Oleh karena itu perlu
kita mengenal berbagai istilah perkawinan, baik yang belaku untuk suatu
lingkungan adat tertentu maupun perkawinan pada umumnya, sebagai berikut :
Ø Perkawinan/marriage adalah suatu hubungan antara pria dan wanita
yang sudah dewasa yang saling mengadakan ikatan hukum adat, atau agama dengan
maksud bahwa mereka saling memelihara
hubungan tersebut agar berlangsung dalam waktu yang ralatif lama.
Ø Dalam Hukum Keluarga, Perkawinan ialah ikatan
lahir bathin antara seorang pria dengan seorang wanita sebagai suami istri
dengan tujuan membentuk keluarga (rumah tangga) yang bahagia dan kekal
berdasarkan Ketuhanan Yang Maha Esa.
Ø Bahwa perkawinan adalah sah, apabila dilakukan
menurut hukum masing-masing agamanya dan kepercayaannya itu.
Kita perlu juga mengenal berbagai jenis/istilah/arti perkawinan yang berlaku, baik kepada suatu
masyarakat tertentu tetapi juga adat perkawinan pada umumnya sebagai berikut :
1. “Perkawinan adat/customary
wedding”, adalah perkawian yang menurut
adat.
2. “Perkawinan bigami/” bigamous
marriage, Suatu perkawinan antara seorang pria dan wanita yang
terlarang menurut hukum perkawinan yang berdasarkan monogami karena pihak pria
masih mempunyai istri lain yang sah, atau seorang pria yang beristri dua.
3. “Perkawinan campur/intermarriage;
mixd marriage”;
Perkawinan antara pria dan wanita yang masing-masing berasal dari dua golongan
sosial yang berbeda.
4. “Perkawinan culik/olepement” : adalah perkawinan antara pria dan wanita, dalam hal
mana si wanita terlebih dahulu dibawa lari oleh pria dari lingkungan wanita.
5. “Perkawinan diam-diam atau
perkawinan sirri” : Suatu peristiwa perkawinan sederhana yang disaksikan oleh beberapa orang
saja sekedar memenuhi syarat syahnya nikah, biasanya tanpa diadakan pesta atau
upacara-upacara menurut adat, hal demikian terjadi karena kedua belah pihak
keluarga mempelai dalam keadaan kurang mampu, atau salah satu atau kedua
mempelai masih dalam rangka menyelesaikan belajar atau lainnya, sehingga
setelah dikawinkan mempelai pria dan wanita terpisah, tetapi hak dan
kewajibannya berlaku sebagaimana hukum perkawinan.

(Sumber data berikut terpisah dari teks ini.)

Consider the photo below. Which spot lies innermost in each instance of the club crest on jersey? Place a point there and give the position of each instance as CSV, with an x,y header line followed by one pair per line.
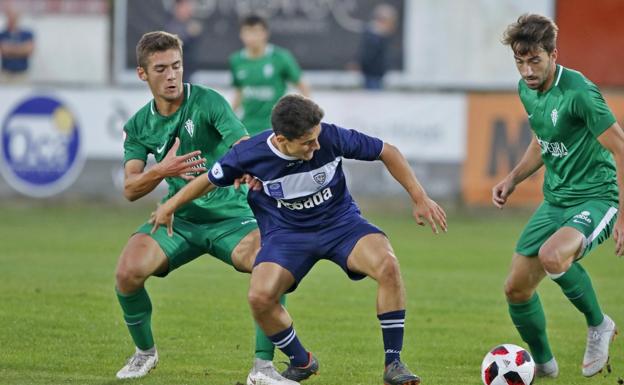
x,y
320,178
190,127
553,116
275,190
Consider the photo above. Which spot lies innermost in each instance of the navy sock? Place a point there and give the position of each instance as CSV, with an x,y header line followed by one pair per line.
x,y
392,327
289,344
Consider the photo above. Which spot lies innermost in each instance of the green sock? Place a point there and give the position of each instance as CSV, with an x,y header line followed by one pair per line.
x,y
265,350
576,285
137,309
529,319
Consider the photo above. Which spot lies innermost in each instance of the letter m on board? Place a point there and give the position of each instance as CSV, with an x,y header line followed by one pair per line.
x,y
507,149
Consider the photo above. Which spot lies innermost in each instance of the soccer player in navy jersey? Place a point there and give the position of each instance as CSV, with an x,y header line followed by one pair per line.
x,y
305,213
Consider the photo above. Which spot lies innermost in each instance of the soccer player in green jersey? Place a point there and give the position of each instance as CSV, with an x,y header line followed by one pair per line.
x,y
186,128
580,144
260,74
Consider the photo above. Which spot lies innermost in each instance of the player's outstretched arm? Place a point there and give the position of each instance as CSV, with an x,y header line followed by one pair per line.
x,y
531,161
425,208
164,212
139,182
613,140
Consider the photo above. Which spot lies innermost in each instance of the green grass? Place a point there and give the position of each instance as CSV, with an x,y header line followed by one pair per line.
x,y
60,322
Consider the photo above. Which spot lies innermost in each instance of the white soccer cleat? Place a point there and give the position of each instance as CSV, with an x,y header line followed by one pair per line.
x,y
597,351
264,373
138,365
548,369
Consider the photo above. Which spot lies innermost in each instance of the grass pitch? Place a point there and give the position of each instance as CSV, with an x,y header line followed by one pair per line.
x,y
60,322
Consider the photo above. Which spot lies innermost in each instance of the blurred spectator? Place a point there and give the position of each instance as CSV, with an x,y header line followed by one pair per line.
x,y
260,74
16,46
188,30
373,60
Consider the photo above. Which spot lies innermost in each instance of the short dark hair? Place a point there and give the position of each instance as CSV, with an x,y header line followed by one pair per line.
x,y
254,19
156,41
294,115
530,33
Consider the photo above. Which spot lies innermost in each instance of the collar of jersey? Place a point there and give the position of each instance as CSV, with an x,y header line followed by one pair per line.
x,y
278,152
155,112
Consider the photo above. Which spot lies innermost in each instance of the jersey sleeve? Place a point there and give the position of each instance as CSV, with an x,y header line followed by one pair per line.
x,y
291,70
224,119
133,148
353,144
226,170
589,105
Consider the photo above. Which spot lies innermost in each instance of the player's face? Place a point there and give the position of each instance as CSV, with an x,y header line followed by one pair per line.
x,y
164,74
537,68
254,36
303,148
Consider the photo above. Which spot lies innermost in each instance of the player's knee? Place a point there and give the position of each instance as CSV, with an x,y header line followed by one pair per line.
x,y
516,293
551,259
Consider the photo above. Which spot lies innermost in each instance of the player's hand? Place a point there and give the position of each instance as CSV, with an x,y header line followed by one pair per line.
x,y
174,165
253,183
618,236
428,210
162,216
501,192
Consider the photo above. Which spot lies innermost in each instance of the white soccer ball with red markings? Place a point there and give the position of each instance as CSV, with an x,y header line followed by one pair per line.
x,y
508,364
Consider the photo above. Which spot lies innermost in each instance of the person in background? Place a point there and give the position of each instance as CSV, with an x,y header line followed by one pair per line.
x,y
373,58
260,74
16,47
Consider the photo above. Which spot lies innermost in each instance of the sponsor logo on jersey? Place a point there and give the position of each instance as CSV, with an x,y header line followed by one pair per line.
x,y
557,149
553,116
320,178
41,147
276,190
216,170
190,127
582,218
310,202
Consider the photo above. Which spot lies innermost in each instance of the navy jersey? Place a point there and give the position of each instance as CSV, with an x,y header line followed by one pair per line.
x,y
297,194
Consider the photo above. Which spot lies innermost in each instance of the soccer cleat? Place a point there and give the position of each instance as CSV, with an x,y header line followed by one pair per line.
x,y
397,373
548,369
264,373
138,365
297,373
597,351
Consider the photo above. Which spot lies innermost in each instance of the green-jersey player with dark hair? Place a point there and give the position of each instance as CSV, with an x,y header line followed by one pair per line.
x,y
580,144
261,73
186,128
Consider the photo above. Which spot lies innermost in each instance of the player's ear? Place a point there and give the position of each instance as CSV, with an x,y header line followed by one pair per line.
x,y
142,73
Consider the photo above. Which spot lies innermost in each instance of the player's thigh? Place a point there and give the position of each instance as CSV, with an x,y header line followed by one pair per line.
x,y
370,254
180,248
544,222
594,219
234,241
525,274
141,257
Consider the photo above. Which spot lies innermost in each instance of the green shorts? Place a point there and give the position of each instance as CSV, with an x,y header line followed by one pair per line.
x,y
190,240
594,219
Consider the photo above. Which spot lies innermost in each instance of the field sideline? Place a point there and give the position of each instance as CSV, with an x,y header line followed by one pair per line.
x,y
60,322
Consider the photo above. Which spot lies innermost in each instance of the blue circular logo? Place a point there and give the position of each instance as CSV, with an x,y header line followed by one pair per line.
x,y
40,147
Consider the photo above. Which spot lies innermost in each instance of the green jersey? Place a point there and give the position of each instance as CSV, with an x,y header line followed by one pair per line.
x,y
203,122
262,81
566,120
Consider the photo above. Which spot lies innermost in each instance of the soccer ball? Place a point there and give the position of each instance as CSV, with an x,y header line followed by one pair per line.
x,y
508,364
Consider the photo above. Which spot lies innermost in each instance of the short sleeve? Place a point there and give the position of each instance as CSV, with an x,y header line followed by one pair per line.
x,y
353,144
222,117
133,148
589,105
226,170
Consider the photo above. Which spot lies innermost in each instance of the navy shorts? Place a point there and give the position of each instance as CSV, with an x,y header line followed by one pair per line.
x,y
298,251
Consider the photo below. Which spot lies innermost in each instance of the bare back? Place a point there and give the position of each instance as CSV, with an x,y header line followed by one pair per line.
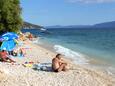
x,y
55,63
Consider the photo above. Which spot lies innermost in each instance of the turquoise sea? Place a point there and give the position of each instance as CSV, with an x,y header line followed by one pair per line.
x,y
83,45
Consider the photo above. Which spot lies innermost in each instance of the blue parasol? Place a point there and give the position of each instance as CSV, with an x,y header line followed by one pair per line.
x,y
8,45
9,36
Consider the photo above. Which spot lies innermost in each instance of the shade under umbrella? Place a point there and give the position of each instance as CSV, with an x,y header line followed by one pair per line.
x,y
8,45
9,36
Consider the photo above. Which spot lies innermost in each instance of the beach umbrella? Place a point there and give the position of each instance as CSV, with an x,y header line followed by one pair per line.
x,y
8,45
9,36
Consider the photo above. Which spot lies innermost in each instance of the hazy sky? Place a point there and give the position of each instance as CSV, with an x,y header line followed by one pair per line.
x,y
68,12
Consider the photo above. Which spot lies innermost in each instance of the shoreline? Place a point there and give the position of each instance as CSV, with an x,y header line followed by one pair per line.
x,y
17,75
92,63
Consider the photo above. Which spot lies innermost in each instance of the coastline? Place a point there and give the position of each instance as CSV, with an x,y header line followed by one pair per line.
x,y
90,61
17,75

Dalam pengertian lain kawin
sirih, berlangsung secara diam-diam antara pria yang sudah beristri
dengan seorang wanita lainnya (diluar pengetahuan istri sahnya) dihadapan
seorang alim ulama, disaksikan oleh hanya beberapa orang saja, tanpa suatu
upacara atau pesta seperti layaknya. Perkawinan diam-diam ini dimaksudkan agar
merasa aman dari prasangka yang tidak-tidak
dari lingkungan masyarakat setempat, karena untuk menghindari kesan sebagai kumpul kebo).
6. “Perkawinan eksogami/exogamy
marriage” : Suatu perkawinan yang mengharuskan seseorang untuk mencari jodohnya di
luar lingkungannya sendiri, yaitu di luar kerabat sendiri, lingkungan sendiri,
atau di luar golongan sosial lainnya.
7. “Perkawinan ganda/group
marriage” : Perkawinan antara beberapa orang pria dengan beberapa wanita.
8. “Perkawinan diatur /arranged
marriage” : Perkawinan yang pemilihan dan penentuan jodohnya tidak diusahakan sendiri
oleh pria atau wanita yang bersangkutan, tetapi oleh para kerabat mereka.
9. “Perkawinan endogami/endogamy
mattiage” : Suatu perkawinan yang mengharuskan seseorang untuk mencari jodohnya di
dalam lingkungan sendiri, yaitu di dalam lingkungan kerabat sendiri, lingkungan
pemukiman sendiri, klen sendiri, atau di dalam golongan sosial sendiri lainnya.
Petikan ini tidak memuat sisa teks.